Но раньше, чем он успел додумать легкую утреннюю мысль ("Господи, как давно я не просыпался в хорошем настроении!"), стремительное тело прижало Виктора к матрасу, и требовательные губы коснулись его губ. "Чшарцша'ш! [ Чшарцша'ш — Безумная, опьяненная. Богиня любовного безумия, одно из 18 женских божеств любви в средневековом аханском пантеоне. Ныне, ее имя, используется как интимное, на грани нарушения приличий, обращение мужчины к близкой ему женщине]. Йё атр рёй!" [Йё атр рёй — дословно, божественная тигрица.
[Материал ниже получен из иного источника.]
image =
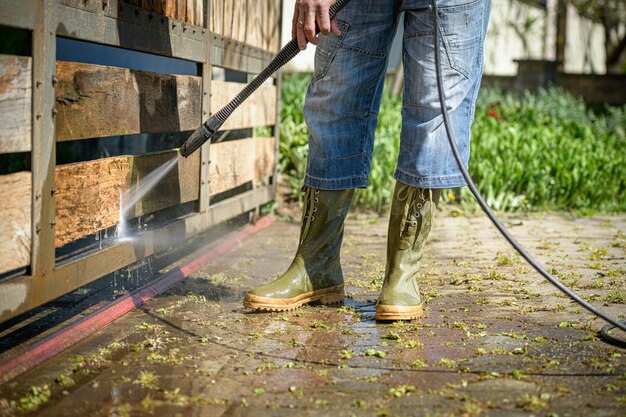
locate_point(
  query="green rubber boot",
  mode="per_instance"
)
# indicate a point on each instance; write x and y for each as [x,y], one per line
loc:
[315,273]
[412,212]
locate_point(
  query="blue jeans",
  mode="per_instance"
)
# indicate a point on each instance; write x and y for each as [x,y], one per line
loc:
[343,99]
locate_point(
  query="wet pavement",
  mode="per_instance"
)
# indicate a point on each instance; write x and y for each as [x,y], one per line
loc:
[496,340]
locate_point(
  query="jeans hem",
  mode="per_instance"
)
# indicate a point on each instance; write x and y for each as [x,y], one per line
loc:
[336,184]
[447,181]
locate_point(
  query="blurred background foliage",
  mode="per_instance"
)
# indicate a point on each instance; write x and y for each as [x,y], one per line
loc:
[542,151]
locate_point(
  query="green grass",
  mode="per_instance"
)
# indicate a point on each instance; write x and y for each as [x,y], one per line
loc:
[544,151]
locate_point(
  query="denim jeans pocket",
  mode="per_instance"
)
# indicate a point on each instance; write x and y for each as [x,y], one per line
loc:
[327,49]
[461,27]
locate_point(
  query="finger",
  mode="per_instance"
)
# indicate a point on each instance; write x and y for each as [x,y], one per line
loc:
[294,22]
[334,28]
[309,25]
[323,20]
[300,31]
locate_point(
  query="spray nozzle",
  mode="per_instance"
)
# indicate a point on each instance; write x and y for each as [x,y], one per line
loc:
[202,134]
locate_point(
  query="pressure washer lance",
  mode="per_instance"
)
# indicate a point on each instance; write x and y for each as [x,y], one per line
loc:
[211,126]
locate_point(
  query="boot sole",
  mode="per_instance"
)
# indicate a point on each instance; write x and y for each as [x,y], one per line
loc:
[332,295]
[389,312]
Титулование Айна-Ши-На во время праздника плодородия. Северный диалект]. "Чшарцша'ш! Йё атр рёй!" — Мысленно кричал Виктор, отвечая на ее поцелуи, попеременно лаская то ее спину, то грудь, сжимая ладонями ее ягодицы; кричал, возносясь все выше и выше, до верхнего неба; кричал, низвергаясь в сладостные и убийственные глубины Ада Чшарцша'ш, раскачиваясь между небесами и безднами, до тех пор "пока поток не упал на равнину" [Строка из поэмы неизвестного раннесредневекового североаханского поэта "Голос ночи", ставшая общепринятым эвфемизмом завершения полового акта в новоаханском литературном языке].
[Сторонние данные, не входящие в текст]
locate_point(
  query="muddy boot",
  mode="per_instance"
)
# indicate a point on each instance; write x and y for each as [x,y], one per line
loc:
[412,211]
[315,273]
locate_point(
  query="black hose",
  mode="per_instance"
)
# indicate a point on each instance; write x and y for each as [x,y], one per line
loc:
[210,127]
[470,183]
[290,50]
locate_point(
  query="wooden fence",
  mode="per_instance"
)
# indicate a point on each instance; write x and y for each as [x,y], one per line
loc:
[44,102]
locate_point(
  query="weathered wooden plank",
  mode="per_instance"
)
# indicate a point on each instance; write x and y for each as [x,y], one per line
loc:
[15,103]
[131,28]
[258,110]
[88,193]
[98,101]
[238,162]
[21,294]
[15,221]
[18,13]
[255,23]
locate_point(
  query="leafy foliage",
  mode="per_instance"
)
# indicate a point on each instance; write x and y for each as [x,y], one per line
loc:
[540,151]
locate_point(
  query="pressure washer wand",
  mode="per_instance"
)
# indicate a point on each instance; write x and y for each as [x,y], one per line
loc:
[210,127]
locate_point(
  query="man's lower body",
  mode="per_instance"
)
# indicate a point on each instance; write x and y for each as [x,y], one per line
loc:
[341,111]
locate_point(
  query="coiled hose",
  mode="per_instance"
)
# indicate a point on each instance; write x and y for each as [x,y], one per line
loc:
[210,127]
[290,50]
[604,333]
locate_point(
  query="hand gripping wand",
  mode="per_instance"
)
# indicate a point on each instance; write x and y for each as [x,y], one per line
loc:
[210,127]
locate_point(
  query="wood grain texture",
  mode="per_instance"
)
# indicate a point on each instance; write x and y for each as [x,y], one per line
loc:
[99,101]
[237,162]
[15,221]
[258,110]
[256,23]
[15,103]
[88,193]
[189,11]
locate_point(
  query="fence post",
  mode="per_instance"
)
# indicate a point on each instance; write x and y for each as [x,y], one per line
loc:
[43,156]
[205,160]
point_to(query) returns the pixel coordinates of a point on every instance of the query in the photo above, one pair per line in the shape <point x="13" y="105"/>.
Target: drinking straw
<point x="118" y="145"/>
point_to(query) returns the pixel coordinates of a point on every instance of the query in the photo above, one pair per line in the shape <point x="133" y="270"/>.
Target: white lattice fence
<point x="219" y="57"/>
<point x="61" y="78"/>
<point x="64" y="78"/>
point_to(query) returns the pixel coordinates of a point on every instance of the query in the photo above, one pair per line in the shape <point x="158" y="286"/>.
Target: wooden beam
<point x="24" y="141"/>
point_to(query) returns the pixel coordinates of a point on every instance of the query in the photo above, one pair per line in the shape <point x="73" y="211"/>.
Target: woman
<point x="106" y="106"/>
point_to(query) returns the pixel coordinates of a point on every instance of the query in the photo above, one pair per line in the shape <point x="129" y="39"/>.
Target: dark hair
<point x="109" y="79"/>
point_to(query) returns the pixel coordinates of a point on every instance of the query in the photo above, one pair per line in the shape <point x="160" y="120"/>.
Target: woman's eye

"Ну и кто я теперь?" — Спросил он себя медленно уплывая в сон. — "Русский коммунист, или аханский дворянин? Какой глупый вопрос ...".
На этот раз их разбудили ударами в импровизированный гонг. По-видимому, Макс использовал для этой цели большую сковороду, висевшую на кухне над плитой. Виктор проснулся сразу и улыбнулся севшей на постели Вике.
— Я так понимаю, мы проспали завтрак. — Сказал он беззвучно смеющейся Вике. — А, может быть и обед.
— Я готова заодно и поужинать. — Рассмеялась Вика. — В душ?
— Лично я, пожалуй, сбегаю к реке.
— Тогда, вперед! — Вика плавно перетекла с кровати на пол и сделала вращательное движение, напоминающее па из классического репертуара, но бывшее, на самом деле, разгонным разворотом в боевую стойку, характерную для столичных игроков в Жизнь.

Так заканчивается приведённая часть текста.